A serious scientific study would have all these factors adjusted and the manuscript peer-reviewed before public release. This AHA poster presentation may or may not survive this rigorous publishing process and hence may not be finally published. The AHA's news release of this intermittent fasting study is premature, misleading, bordering pseudo-science and has caused significant confusion and potential damage to the public.

The American Heart Association's conflict of interest with big food and drug companies is a significant concern, as it can influence the organization's health recommendations (Lauerman 2016). Newly released documents reveal that the Academy of Nutrition and Dietetics, which endorses various food products, has financial ties with companies like Nestlé, PepsiCo, Hershey, Kellogg's, General Mills, and others (Reed 2022). Similarly, the American Heart Association has received millions from fast food and processed food manufacturers (Kaplan 2017). Major pharmaceutical companies donate huge sum of funds to healthcare organizations, potentially influencing their focus on treatment rather than addressing the root causes of diseases like poor dietary choices (Kaplan 2017)Canella (2015) and Yanamadala (2012) both highlight the potential for industry influence in scientific events and the creation of front groups to oppose government regulation. This influence is further underscored by Mialon (2022), who found that 95% of the U.S. 2020 Dietary Guidelines Advisory Committee had conflicts of interest with the food and pharmaceutical industries. The need for regulation in the training and practices of nutritionists is emphasized by Pereira (2016), while Nestle (2013) and Mozaffarian (2017) discuss the threat to scientific integrity and the role of the food industry in nutrition research. Mendelson (2011) also notes the prevalence of conflicts of interest in cardiovascular clinical practice guidelines. These studies collectively underscore the need for transparency and regulation to mitigate the influence of big food companies on health organizations like the American Heart Association.

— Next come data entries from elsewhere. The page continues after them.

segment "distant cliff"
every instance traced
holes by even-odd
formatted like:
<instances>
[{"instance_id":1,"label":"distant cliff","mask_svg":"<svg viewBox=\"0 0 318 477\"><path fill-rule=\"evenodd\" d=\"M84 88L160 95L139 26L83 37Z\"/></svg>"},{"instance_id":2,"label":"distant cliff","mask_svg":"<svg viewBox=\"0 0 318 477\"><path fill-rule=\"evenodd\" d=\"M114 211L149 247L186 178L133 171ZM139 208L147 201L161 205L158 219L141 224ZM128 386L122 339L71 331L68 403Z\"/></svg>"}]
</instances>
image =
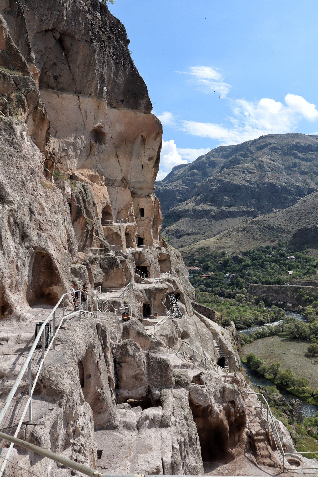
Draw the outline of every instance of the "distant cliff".
<instances>
[{"instance_id":1,"label":"distant cliff","mask_svg":"<svg viewBox=\"0 0 318 477\"><path fill-rule=\"evenodd\" d=\"M295 133L217 147L174 167L155 192L164 233L182 246L285 209L318 187L318 137Z\"/></svg>"}]
</instances>

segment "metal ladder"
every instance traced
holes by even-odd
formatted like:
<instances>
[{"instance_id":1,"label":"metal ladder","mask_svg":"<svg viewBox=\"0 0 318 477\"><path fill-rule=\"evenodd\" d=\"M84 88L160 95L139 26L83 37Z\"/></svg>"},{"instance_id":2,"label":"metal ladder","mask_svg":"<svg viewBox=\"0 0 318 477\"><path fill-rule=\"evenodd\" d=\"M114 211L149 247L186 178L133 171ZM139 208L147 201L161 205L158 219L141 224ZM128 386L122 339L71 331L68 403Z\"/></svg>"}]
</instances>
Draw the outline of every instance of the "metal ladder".
<instances>
[{"instance_id":1,"label":"metal ladder","mask_svg":"<svg viewBox=\"0 0 318 477\"><path fill-rule=\"evenodd\" d=\"M230 356L230 354L229 354L229 356L226 356L224 352L220 347L220 345L216 340L214 340L214 338L213 339L213 344L214 345L214 348L219 353L220 357L224 358L224 369L226 369L227 371L229 371L229 356Z\"/></svg>"},{"instance_id":2,"label":"metal ladder","mask_svg":"<svg viewBox=\"0 0 318 477\"><path fill-rule=\"evenodd\" d=\"M171 314L173 316L175 316L178 318L181 318L183 316L182 312L181 311L179 308L178 303L177 302L177 300L176 300L176 296L174 293L172 292L171 293L168 293L168 296L170 299L170 302L171 304Z\"/></svg>"}]
</instances>

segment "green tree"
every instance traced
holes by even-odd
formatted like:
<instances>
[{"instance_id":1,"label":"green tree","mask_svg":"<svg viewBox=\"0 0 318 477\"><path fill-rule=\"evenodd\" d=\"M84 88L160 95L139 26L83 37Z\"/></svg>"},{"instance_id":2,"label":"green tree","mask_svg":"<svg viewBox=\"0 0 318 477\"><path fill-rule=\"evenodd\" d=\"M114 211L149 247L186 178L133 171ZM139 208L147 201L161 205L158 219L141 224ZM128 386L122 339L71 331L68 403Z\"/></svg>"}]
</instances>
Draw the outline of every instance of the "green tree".
<instances>
[{"instance_id":1,"label":"green tree","mask_svg":"<svg viewBox=\"0 0 318 477\"><path fill-rule=\"evenodd\" d=\"M273 305L272 307L271 311L274 313L275 321L278 321L278 320L283 320L286 316L286 313L283 310L279 308L278 306L275 306L275 305Z\"/></svg>"},{"instance_id":2,"label":"green tree","mask_svg":"<svg viewBox=\"0 0 318 477\"><path fill-rule=\"evenodd\" d=\"M245 301L245 297L243 293L238 293L237 295L235 295L235 300L242 305Z\"/></svg>"},{"instance_id":3,"label":"green tree","mask_svg":"<svg viewBox=\"0 0 318 477\"><path fill-rule=\"evenodd\" d=\"M314 354L318 354L318 344L317 343L313 343L309 344L307 348L308 353L313 356Z\"/></svg>"},{"instance_id":4,"label":"green tree","mask_svg":"<svg viewBox=\"0 0 318 477\"><path fill-rule=\"evenodd\" d=\"M306 394L309 394L311 397L316 397L318 394L318 388L312 388L309 386L307 386L303 388L304 392Z\"/></svg>"},{"instance_id":5,"label":"green tree","mask_svg":"<svg viewBox=\"0 0 318 477\"><path fill-rule=\"evenodd\" d=\"M278 374L278 379L281 384L288 386L293 379L295 378L295 374L291 369L286 368L284 371L280 371Z\"/></svg>"},{"instance_id":6,"label":"green tree","mask_svg":"<svg viewBox=\"0 0 318 477\"><path fill-rule=\"evenodd\" d=\"M252 361L251 362L251 367L252 369L256 371L259 368L260 368L264 364L264 360L263 358L261 358L259 356L256 356L255 358L254 358Z\"/></svg>"},{"instance_id":7,"label":"green tree","mask_svg":"<svg viewBox=\"0 0 318 477\"><path fill-rule=\"evenodd\" d=\"M274 361L269 365L267 372L272 374L274 379L278 374L281 364L278 361Z\"/></svg>"},{"instance_id":8,"label":"green tree","mask_svg":"<svg viewBox=\"0 0 318 477\"><path fill-rule=\"evenodd\" d=\"M258 373L259 373L260 374L263 374L263 376L264 374L265 374L266 373L268 370L268 367L265 363L264 363L264 364L262 364L262 365L260 366L259 368L257 369L257 371L258 372Z\"/></svg>"},{"instance_id":9,"label":"green tree","mask_svg":"<svg viewBox=\"0 0 318 477\"><path fill-rule=\"evenodd\" d=\"M248 337L248 335L246 334L245 333L240 333L239 336L240 337L240 340L241 341L241 344L245 344L248 342L249 339ZM247 355L248 356L248 355Z\"/></svg>"}]
</instances>

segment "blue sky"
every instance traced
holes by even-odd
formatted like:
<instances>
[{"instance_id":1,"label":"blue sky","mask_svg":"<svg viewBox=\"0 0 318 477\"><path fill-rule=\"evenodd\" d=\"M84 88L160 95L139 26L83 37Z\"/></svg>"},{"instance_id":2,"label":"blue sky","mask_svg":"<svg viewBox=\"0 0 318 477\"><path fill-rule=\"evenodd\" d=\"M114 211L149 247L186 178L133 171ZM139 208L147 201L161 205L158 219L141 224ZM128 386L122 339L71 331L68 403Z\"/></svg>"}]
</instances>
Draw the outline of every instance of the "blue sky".
<instances>
[{"instance_id":1,"label":"blue sky","mask_svg":"<svg viewBox=\"0 0 318 477\"><path fill-rule=\"evenodd\" d=\"M219 145L318 132L318 2L108 4L163 124L158 179Z\"/></svg>"}]
</instances>

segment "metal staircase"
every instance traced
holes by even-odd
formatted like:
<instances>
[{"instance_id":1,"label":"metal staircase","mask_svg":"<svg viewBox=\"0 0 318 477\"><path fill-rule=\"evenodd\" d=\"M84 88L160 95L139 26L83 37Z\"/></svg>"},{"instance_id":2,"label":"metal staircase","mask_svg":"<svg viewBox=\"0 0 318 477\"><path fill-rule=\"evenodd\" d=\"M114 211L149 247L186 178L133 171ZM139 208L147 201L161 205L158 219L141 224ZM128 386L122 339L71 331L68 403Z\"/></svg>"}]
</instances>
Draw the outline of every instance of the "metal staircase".
<instances>
[{"instance_id":1,"label":"metal staircase","mask_svg":"<svg viewBox=\"0 0 318 477\"><path fill-rule=\"evenodd\" d=\"M218 343L216 340L214 340L214 338L213 339L213 344L214 345L214 348L215 348L217 352L219 353L219 354L220 355L220 357L224 358L225 362L224 369L226 369L226 371L228 372L229 372L229 356L230 356L230 354L229 353L228 356L226 356L224 352L222 350L220 347L220 345Z\"/></svg>"},{"instance_id":2,"label":"metal staircase","mask_svg":"<svg viewBox=\"0 0 318 477\"><path fill-rule=\"evenodd\" d=\"M173 315L173 316L175 316L177 318L182 318L183 316L182 312L178 306L178 302L176 300L176 296L174 293L172 292L171 293L168 293L168 296L170 299L171 315Z\"/></svg>"}]
</instances>

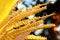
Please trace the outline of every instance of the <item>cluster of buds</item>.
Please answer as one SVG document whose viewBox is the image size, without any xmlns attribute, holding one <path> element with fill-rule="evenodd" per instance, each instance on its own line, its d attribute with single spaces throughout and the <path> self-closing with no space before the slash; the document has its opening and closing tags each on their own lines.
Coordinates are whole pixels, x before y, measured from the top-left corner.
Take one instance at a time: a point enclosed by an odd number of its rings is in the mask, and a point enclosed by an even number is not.
<svg viewBox="0 0 60 40">
<path fill-rule="evenodd" d="M 27 33 L 27 39 L 28 39 L 28 35 L 30 34 L 30 32 L 34 30 L 51 28 L 55 26 L 55 24 L 44 24 L 42 26 L 39 26 L 44 22 L 44 20 L 47 17 L 55 15 L 54 13 L 43 17 L 34 17 L 32 19 L 23 20 L 27 16 L 37 14 L 43 10 L 46 10 L 47 9 L 46 4 L 48 3 L 36 5 L 32 8 L 27 9 L 26 11 L 22 11 L 22 9 L 19 9 L 16 12 L 10 12 L 10 14 L 0 23 L 0 40 L 14 40 L 17 36 L 22 35 L 25 32 L 28 32 Z M 44 37 L 41 38 L 36 36 L 36 38 L 38 38 L 38 40 L 40 39 L 47 40 Z M 32 39 L 35 38 L 33 37 Z"/>
</svg>

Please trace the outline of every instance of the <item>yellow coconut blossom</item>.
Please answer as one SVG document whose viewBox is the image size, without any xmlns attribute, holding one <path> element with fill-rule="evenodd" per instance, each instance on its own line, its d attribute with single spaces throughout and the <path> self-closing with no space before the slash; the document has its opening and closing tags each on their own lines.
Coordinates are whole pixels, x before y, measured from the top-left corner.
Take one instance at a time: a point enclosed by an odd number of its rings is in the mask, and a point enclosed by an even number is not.
<svg viewBox="0 0 60 40">
<path fill-rule="evenodd" d="M 16 0 L 0 0 L 0 23 L 9 15 Z"/>
</svg>

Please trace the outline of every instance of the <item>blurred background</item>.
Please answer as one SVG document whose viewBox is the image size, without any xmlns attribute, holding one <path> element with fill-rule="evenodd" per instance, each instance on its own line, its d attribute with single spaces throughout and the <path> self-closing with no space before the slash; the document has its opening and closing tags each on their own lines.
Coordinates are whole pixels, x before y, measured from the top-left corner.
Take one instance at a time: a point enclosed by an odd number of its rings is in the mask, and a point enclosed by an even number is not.
<svg viewBox="0 0 60 40">
<path fill-rule="evenodd" d="M 43 4 L 46 2 L 52 1 L 50 4 L 47 4 L 47 10 L 44 10 L 42 12 L 39 12 L 35 15 L 31 15 L 28 18 L 33 18 L 34 16 L 40 16 L 42 17 L 43 15 L 46 14 L 51 14 L 55 11 L 57 11 L 57 8 L 60 8 L 60 1 L 59 0 L 22 0 L 21 3 L 18 4 L 16 10 L 24 7 L 24 10 L 35 6 L 37 4 Z M 44 24 L 49 24 L 49 23 L 54 23 L 55 20 L 52 17 L 47 18 L 46 20 L 44 20 Z M 60 25 L 60 23 L 59 23 Z M 59 26 L 58 25 L 58 26 Z M 58 30 L 60 30 L 60 26 L 58 27 Z M 49 29 L 40 29 L 40 30 L 35 30 L 33 32 L 31 32 L 30 34 L 34 34 L 36 36 L 45 36 L 48 38 L 48 40 L 60 40 L 60 31 L 54 31 L 53 28 L 49 28 Z"/>
</svg>

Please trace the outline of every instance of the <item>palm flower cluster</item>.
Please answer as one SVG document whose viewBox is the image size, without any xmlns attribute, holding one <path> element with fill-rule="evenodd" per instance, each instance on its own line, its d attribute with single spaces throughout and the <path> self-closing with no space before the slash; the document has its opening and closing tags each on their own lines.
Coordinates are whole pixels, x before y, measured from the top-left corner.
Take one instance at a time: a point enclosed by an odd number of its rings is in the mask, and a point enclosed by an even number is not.
<svg viewBox="0 0 60 40">
<path fill-rule="evenodd" d="M 30 15 L 39 13 L 43 10 L 46 10 L 47 7 L 43 5 L 48 3 L 38 4 L 25 11 L 23 11 L 23 8 L 21 8 L 16 12 L 14 12 L 14 9 L 16 7 L 14 6 L 14 4 L 19 3 L 20 0 L 19 2 L 16 2 L 16 0 L 10 0 L 10 1 L 2 0 L 0 2 L 1 2 L 0 9 L 2 10 L 2 11 L 0 10 L 0 14 L 2 15 L 0 18 L 1 19 L 0 20 L 0 40 L 19 40 L 16 38 L 21 35 L 22 36 L 19 37 L 20 40 L 29 40 L 29 39 L 34 40 L 35 38 L 36 38 L 35 40 L 47 40 L 47 38 L 45 37 L 33 36 L 33 35 L 30 35 L 30 33 L 37 29 L 54 27 L 55 24 L 43 24 L 41 26 L 39 25 L 42 24 L 47 17 L 55 15 L 55 13 L 42 16 L 42 17 L 34 17 L 31 19 L 24 19 L 24 18 Z M 27 36 L 27 38 L 25 36 Z M 29 38 L 30 36 L 32 38 Z"/>
</svg>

Numerous studies have demonstrated the potential benefits of intermittent fasting for cardiovascular health, weight loss, metabolic health, brain function, longevity, and even autoimmune diseases and cancer (Sun 2024Cheng 2024). These studies emphasize the positive impact of intermittent fasting on various aspects of health and well-being. From an evolutionary perspective, human ancestors were routinely on intermittent fasting which seems to bestow survival benefits.

I have been practicing intermittent fasting (as part of my integrative and orthomolecular medicine protocol) for myself and have been recommending it to my patients, clients, and audience for more than 10 years with great success (Cheng 2024).